02 Mar '15 01:20>
Originally posted by OdBodI think I see what you are trying to get at. Biblical prophesy implies prescience, it does not of itself imply omniscience or omnipotence. Omniscience is, as I remember claimed elsewhere in the Bible, omnipotence is plausible given that the claim is that God created the entire universe. However, your point seems to depend on God's omniscience being elective.
It seems to me that given that biblical prophecy( cock crowing three times etc) suggests that this god has used this ability. This being the case would suggest there is no free will in this Universe .Or, god cherry picks its periods of knowledge in this Universe , I think this amounts to self deception.
You are relying on the claim that infallible prescience is necessarily in logical conflict with free will. However, we have not been able to demonstrate a logical contradiction.

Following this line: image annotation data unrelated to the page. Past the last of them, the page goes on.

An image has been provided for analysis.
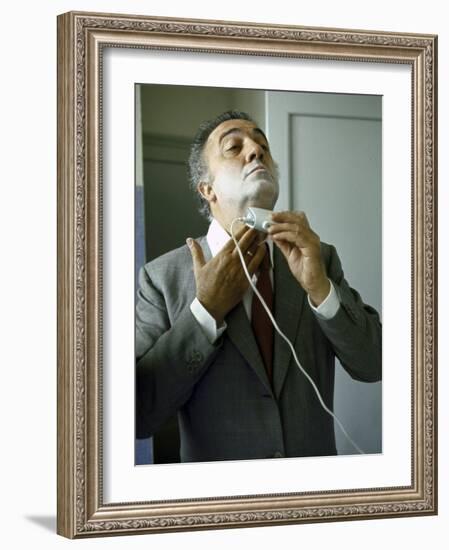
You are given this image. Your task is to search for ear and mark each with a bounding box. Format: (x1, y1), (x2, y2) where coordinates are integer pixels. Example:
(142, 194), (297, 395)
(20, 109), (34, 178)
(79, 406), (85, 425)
(197, 181), (217, 203)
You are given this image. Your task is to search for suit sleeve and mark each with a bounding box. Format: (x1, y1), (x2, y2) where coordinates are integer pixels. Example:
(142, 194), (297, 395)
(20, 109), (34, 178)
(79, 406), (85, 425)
(136, 267), (222, 438)
(317, 245), (382, 382)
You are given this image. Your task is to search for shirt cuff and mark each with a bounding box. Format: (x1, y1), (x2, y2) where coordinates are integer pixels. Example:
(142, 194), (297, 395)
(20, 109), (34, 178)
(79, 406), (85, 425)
(190, 298), (228, 344)
(307, 279), (340, 319)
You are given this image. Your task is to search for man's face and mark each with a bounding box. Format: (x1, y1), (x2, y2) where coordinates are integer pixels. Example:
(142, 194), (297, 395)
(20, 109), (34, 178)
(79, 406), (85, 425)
(204, 119), (279, 216)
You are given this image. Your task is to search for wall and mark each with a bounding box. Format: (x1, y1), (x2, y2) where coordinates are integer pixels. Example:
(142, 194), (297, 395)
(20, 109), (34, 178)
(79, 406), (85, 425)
(0, 0), (449, 550)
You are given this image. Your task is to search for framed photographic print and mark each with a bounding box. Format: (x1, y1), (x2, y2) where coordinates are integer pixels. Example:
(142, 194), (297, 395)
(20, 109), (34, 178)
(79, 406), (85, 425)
(58, 12), (437, 538)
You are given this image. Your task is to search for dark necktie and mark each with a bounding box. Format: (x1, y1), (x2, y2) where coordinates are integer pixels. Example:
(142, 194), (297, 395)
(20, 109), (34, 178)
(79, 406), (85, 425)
(251, 244), (274, 383)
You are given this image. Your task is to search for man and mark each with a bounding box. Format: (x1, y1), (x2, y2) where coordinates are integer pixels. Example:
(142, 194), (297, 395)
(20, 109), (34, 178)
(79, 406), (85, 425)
(136, 111), (381, 462)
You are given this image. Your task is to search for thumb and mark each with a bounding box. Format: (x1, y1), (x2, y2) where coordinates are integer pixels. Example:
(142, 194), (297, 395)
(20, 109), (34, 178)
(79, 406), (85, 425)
(186, 237), (206, 276)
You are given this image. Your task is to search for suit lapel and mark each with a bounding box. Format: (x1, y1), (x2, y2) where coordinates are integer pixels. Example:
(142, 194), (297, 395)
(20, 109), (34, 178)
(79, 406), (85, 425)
(197, 237), (272, 393)
(273, 245), (306, 398)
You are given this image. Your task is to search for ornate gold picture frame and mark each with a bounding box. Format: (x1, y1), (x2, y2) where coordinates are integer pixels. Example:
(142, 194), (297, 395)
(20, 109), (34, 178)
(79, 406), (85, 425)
(57, 12), (437, 538)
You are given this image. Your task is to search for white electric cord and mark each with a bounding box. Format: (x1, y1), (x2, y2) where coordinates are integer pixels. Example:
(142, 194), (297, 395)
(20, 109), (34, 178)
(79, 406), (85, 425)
(231, 218), (365, 455)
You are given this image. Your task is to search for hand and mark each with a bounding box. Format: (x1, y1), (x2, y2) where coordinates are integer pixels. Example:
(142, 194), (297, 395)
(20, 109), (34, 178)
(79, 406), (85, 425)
(268, 211), (330, 306)
(187, 226), (266, 325)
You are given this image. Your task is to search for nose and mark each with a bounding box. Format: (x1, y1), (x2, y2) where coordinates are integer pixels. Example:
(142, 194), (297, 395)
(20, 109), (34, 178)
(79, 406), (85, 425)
(246, 140), (265, 163)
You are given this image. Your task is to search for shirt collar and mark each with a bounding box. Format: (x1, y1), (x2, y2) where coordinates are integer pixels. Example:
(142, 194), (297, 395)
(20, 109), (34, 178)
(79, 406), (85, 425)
(206, 218), (274, 267)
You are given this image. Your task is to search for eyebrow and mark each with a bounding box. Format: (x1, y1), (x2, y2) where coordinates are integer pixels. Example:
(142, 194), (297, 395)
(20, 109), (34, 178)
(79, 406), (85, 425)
(218, 128), (268, 145)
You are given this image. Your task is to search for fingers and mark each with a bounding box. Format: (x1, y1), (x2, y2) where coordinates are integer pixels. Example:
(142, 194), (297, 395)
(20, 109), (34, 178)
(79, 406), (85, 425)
(232, 228), (261, 256)
(271, 210), (310, 228)
(221, 225), (250, 252)
(186, 237), (206, 278)
(247, 246), (269, 275)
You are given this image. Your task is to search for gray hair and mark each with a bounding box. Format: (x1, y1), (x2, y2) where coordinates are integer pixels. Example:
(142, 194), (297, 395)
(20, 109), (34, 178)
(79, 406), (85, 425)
(188, 110), (257, 221)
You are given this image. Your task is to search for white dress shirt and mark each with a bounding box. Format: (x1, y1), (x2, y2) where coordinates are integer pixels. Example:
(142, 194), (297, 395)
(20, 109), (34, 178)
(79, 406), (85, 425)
(190, 218), (340, 344)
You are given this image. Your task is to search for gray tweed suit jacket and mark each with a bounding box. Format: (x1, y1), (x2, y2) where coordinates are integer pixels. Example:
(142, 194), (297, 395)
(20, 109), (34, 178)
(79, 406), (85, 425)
(136, 237), (382, 462)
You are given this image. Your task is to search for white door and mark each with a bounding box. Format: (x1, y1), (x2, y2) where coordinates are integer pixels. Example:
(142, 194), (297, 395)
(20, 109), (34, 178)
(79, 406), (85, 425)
(266, 92), (382, 454)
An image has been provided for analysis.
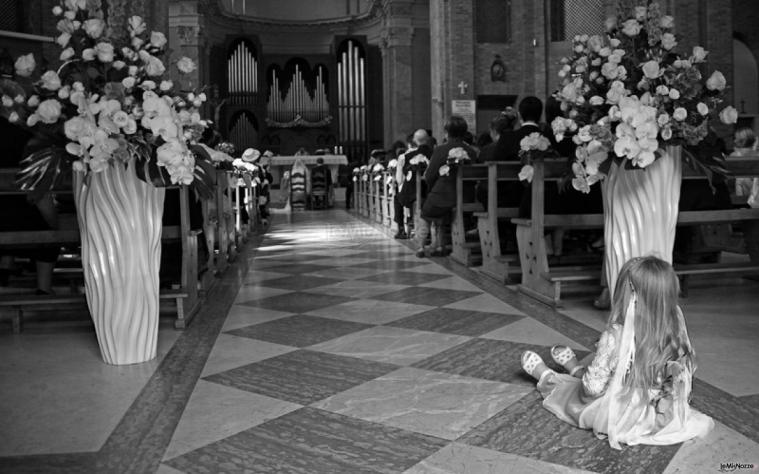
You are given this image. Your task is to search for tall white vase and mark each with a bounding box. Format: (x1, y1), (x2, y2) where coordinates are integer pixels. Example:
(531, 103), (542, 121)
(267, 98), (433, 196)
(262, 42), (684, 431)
(74, 162), (165, 365)
(603, 146), (682, 295)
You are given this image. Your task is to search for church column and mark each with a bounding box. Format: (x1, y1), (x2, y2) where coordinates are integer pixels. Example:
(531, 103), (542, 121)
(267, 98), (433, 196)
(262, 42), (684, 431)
(380, 0), (424, 146)
(430, 0), (475, 141)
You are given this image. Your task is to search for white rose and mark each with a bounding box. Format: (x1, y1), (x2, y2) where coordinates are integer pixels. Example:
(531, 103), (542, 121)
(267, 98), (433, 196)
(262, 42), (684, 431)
(59, 48), (76, 61)
(177, 56), (195, 74)
(14, 53), (37, 77)
(150, 31), (166, 49)
(40, 71), (61, 91)
(691, 46), (709, 63)
(719, 105), (738, 125)
(706, 71), (727, 91)
(672, 107), (688, 122)
(36, 99), (61, 123)
(84, 18), (105, 39)
(95, 42), (113, 63)
(55, 33), (71, 48)
(661, 33), (677, 50)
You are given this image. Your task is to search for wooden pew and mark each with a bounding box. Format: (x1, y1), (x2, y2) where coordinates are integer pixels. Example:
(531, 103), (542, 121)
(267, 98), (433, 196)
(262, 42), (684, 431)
(474, 162), (522, 283)
(0, 169), (200, 331)
(451, 164), (488, 267)
(512, 157), (759, 306)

If God chooses not to remember certain events then does that amount to self-deception? I don't think so. For deception to occur there need to be some facts about something which someone is mislead over. Suppose the thing, an event E say, is the thing which I am going to deceive someone over - I want them to think ¬E, that the event was different in some way and was in fact F. They already know E, but I can use magic to make them forget. This then means that for all they know E could have happened or may not have. Their state of knowledge is now Ev¬E in other words the event may or may not have happened. Ev¬E is unconditionally true, they do not believe anything false yet. There is no particular reason for them to start thinking F until I tell them F is true and E is not.
Transferring this to God, if God chooses to forget E then his knowledge of the world is Ev¬E, he has no reason to believe F. So if God chose to forget E he would not know anything that was false. So I don't think you can construct a charge of self-deception.